[v2,3/3] ref-filter: populate symref from iterator

Message ID	3e147e7d850773f44b48d1b86e89aef1415a0ccd.1722524334.git.gitgitgadget@gmail.com (mailing list archive)
State	Superseded
Headers	show Received: from mail-wm1-f53.google.com (mail-wm1-f53.google.com [209.85.128.53]) (using TLSv1.2 with cipher ECDHE-RSA-AES128-GCM-SHA256 (128/128 bits)) (No client certificate requested) by smtp.subspace.kernel.org (Postfix) with ESMTPS id 2F5491A721D for <git@vger.kernel.org>; Thu, 1 Aug 2024 14:59:04 +0000 (UTC) Message-Id: <3e147e7d850773f44b48d1b86e89aef1415a0ccd.1722524334.git.gitgitgadget@gmail.com> In-Reply-To: <pull.1712.v2.git.git.1722524334.gitgitgadget@gmail.com> References: <pull.1712.git.git.1717694800.gitgitgadget@gmail.com> <pull.1712.v2.git.git.1722524334.gitgitgadget@gmail.com> Date: Thu, 01 Aug 2024 14:58:54 +0000 Subject: [PATCH v2 3/3] ref-filter: populate symref from iterator Fcc: Sent Content-Type: text/plain; charset=UTF-8 Content-Transfer-Encoding: 8bit Precedence: bulk MIME-Version: 1.0 To: git@vger.kernel.org Cc: Phillip Wood <phillip.wood123@gmail.com>, Kristoffer Haugsbakk <code@khaugsbakk.name>, Jeff King <peff@peff.net>, Patrick Steinhardt <ps@pks.im>, =?utf-8?q?Jean-No=C3=ABl?= Avila <avila.jn@gmail.com>, Linus Arver <linusarver@gmail.com>, John Cai <johncai86@gmail.com>, John Cai <johncai86@gmail.com> From: John Cai <johncai86@gmail.com>
Series	keep track of unresolved value of symbolic-ref in ref iterators \| expand [v2,0/3] keep track of unresolved value of symbolic-ref in ref iterators [v2,1/3] refs: keep track of unresolved reference value in iterators [v2,2/3] refs: add referent to each_ref_fn [v2,3/3] ref-filter: populate symref from iterator

John Cai Aug. 1, 2024, 2:58 p.m. UTC

From: John Cai <johncai86@gmail.com>

With a previous commit, the reference the symbolic ref points to is saved
in the ref iterator records. Instead of making a separate call to
resolve_refdup() each time, we can just populate the ref_array_item with
the value from the iterator.

Signed-off-by: John Cai <johncai86@gmail.com>
---
 ref-filter.c | 12 +++++++-----
 1 file changed, 7 insertions(+), 5 deletions(-)

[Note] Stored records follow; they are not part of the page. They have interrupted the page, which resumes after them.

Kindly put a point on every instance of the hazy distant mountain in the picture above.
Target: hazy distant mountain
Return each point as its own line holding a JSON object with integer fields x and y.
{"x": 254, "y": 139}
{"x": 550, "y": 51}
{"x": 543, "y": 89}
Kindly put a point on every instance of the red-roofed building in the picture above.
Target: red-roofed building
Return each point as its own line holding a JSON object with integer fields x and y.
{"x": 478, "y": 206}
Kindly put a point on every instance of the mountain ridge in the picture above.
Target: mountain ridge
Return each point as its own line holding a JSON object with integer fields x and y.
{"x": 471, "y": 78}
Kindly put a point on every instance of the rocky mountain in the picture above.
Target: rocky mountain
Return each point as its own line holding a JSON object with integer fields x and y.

Junio C Hamano Aug. 1, 2024, 4:43 p.m. UTC | #1

"John Cai via GitGitGadget" <gitgitgadget@gmail.com> writes:

> @@ -2852,6 +2852,8 @@ static struct ref_array_item *apply_ref_filter(const char *refname, const struct
>  	ref->commit = commit;
>  	ref->flag = flag;
>  	ref->kind = kind;
> +	if (flag & REF_ISSYMREF)
> +		ref->symref = xstrdup_or_null(referent);

The same reaction as [1/3].  Doesn't the null-ness of referent
convey the same information as the ISSYMREF bit in flag?  IOW,
can't we do this assignment unconditionally?

Junio C Hamano Aug. 1, 2024, 4:51 p.m. UTC | #2

"John Cai via GitGitGadget" <gitgitgadget@gmail.com> writes:

> From: John Cai <johncai86@gmail.com>
>
> With a previous commit, the reference the symbolic ref points to is saved
> in the ref iterator records. Instead of making a separate call to
> resolve_refdup() each time, we can just populate the ref_array_item with
> the value from the iterator.
>
> Signed-off-by: John Cai <johncai86@gmail.com>
> ---
>  ref-filter.c | 12 +++++++-----
>  1 file changed, 7 insertions(+), 5 deletions(-)
>
> diff --git a/ref-filter.c b/ref-filter.c
> index 39997890feb..08997e59662 100644
> --- a/ref-filter.c
> +++ b/ref-filter.c
> @@ -2783,7 +2783,7 @@ static int filter_ref_kind(struct ref_filter *filter, const char *refname)
>  	return ref_kind_from_refname(refname);
>  }
>  
> -static struct ref_array_item *apply_ref_filter(const char *refname, const struct object_id *oid,
> +static struct ref_array_item *apply_ref_filter(const char *refname, const char *referent, const struct object_id *oid,
>  			    int flag, struct ref_filter *filter)
>  {
>  	struct ref_array_item *ref;
> @@ -2852,6 +2852,8 @@ static struct ref_array_item *apply_ref_filter(const char *refname, const struct
>  	ref->commit = commit;
>  	ref->flag = flag;
>  	ref->kind = kind;
> +	if (flag & REF_ISSYMREF)
> +		ref->symref = xstrdup_or_null(referent);
>  
>  	return ref;
>  }

What is curious is that we do not lose any code from
populate_value() with this change.

Is that because of this piece of code near the beginning of it?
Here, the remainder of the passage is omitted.